Reasons to invest money:
- Silver is a precious metal that is used and valued like silver. Because the Silver offer cannot be simply printed or increased with a simple computer entry, it retains its purchasing power over time. Expanding the supply of silver is a methodical and enduring process that requires significant human effort, investment, exploration, discovery, production, transportation, and storage of a physical item. The precious metal element of an investment is very attractive when other currencies lose their purchasing power.
- Silver has unique characteristics which are almost invaluable for commercial use. Money is used and consumed by all modern societies. It is used in medical supplies, photography, computer chips, and an increasingly important aspect of our lives. Since most products such as a computer require a very small amount of metal in the finished product, metal users will pay almost any price for silver when there is a potential shortage. With large emerging countries such as China and India with billions of new consumers, business demand for silver is yet another extremely bullish factor to consider.
- Another key reason for investing in silver is the recognition of “paper money” and its negative impact on the price of real money. Paper money is a paper contract representing money that is not necessarily backed by real physical silver bullion. For example:
- Financial institutions currently sell silver certificates for pooled money accounts. We understand that these pooled account certificates can be far superior to real money available anywhere in the world. Any short position held by institutions is potentially a huge drag on the price of silver in the free market.
- Futures markets are another example of a paper contract representing physical money. It is believed that there are more short positions in the silver futures markets than can be physically delivered if necessary. This unnatural condition can be another inhibitor of price appreciation.
- In the silver price peaks exceptionally as in the 1970s, when silver went from less than two dollars to more than fifty dollars. This is an aggressive appreciation of about 2700%. We believe that we are currently in similar market conditions and that we could potentially have a repeat of this significant growth.
Reasons to invest in gold:
- According to the World Gold Council, members of the Central Bank Gold Accord have sold 297 tons of gold so far during this deal year. This suggests that the full quota of 500 tonnes will not be distributed to the markets this year. Less supply usually means a higher price.
- The production of the world’s gold mines remains stable. The sharp increases in the price of gold observed in recent years have not stimulated a significant increase in global gold production. In fact, production could well decline slightly over the next few years. Production is already falling off a cliff in South Africa, once the world’s largest producer of gold.

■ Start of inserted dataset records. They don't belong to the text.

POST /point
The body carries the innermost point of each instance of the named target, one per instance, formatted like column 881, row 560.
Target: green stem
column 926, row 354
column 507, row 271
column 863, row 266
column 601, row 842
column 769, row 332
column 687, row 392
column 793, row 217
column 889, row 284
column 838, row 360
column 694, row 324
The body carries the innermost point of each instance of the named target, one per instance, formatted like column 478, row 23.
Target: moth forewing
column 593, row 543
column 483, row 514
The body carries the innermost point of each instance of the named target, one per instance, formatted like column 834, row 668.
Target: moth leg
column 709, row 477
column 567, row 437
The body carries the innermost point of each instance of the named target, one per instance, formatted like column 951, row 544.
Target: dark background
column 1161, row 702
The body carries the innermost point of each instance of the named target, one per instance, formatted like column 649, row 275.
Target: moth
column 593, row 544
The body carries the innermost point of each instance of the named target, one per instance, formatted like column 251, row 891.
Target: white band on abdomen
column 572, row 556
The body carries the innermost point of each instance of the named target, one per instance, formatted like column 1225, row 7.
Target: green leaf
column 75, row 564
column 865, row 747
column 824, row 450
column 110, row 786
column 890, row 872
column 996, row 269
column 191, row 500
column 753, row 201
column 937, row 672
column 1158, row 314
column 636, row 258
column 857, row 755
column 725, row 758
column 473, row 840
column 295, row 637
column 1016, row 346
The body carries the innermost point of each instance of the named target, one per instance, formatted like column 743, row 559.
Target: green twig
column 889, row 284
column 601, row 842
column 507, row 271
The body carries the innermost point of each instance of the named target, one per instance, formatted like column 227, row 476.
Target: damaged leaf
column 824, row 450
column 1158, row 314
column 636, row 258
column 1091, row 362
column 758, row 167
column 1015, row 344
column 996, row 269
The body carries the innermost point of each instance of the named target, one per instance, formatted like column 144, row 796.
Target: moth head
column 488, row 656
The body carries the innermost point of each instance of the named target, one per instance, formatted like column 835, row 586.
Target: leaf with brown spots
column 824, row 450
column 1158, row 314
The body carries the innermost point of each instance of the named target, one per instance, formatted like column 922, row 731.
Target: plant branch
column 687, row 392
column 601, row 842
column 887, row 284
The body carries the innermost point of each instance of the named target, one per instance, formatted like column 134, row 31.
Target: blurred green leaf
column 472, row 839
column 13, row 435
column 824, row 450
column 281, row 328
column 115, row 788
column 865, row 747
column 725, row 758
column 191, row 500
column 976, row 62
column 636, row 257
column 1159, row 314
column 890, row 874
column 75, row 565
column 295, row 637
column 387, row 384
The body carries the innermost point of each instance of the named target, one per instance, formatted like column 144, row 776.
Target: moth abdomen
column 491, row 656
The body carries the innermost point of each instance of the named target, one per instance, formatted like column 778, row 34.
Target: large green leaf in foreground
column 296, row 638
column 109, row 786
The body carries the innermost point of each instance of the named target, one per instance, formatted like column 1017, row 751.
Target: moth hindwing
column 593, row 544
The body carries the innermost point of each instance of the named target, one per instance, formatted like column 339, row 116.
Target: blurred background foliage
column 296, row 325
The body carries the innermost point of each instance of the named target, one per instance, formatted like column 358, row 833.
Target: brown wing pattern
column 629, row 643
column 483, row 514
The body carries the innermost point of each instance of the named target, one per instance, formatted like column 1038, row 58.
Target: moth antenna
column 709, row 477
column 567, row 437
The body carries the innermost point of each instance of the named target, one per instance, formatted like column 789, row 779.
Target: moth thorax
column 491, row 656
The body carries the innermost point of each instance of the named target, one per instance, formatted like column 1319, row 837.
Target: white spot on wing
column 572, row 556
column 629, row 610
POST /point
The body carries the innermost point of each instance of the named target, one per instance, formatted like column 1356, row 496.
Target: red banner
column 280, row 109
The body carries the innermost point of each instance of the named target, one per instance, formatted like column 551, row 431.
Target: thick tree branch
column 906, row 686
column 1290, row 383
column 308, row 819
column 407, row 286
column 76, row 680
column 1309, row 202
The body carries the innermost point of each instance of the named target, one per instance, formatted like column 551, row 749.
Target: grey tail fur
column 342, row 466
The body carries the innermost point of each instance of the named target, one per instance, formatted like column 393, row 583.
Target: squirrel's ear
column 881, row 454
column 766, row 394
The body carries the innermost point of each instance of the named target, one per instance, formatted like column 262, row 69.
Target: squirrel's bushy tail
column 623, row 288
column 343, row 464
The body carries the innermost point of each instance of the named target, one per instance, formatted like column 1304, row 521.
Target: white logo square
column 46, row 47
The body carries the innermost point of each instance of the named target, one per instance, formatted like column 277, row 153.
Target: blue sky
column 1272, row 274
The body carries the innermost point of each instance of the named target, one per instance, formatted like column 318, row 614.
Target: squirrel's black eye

- Demand for jewelry in India, the largest manufacturing market on Earth, is starting to pick up again as emerging markets like China and Vietnam have a big impact as their populations earn more money and therefore buy more gold. .
- SPDR Gold Shares (GLD) formerly known as Street Tracks Gold ETF, whose exchange-traded fund holds physical gold and tracks the metal very closely. As inflation takes off and the value of the dollar drops, gold is expected to rise.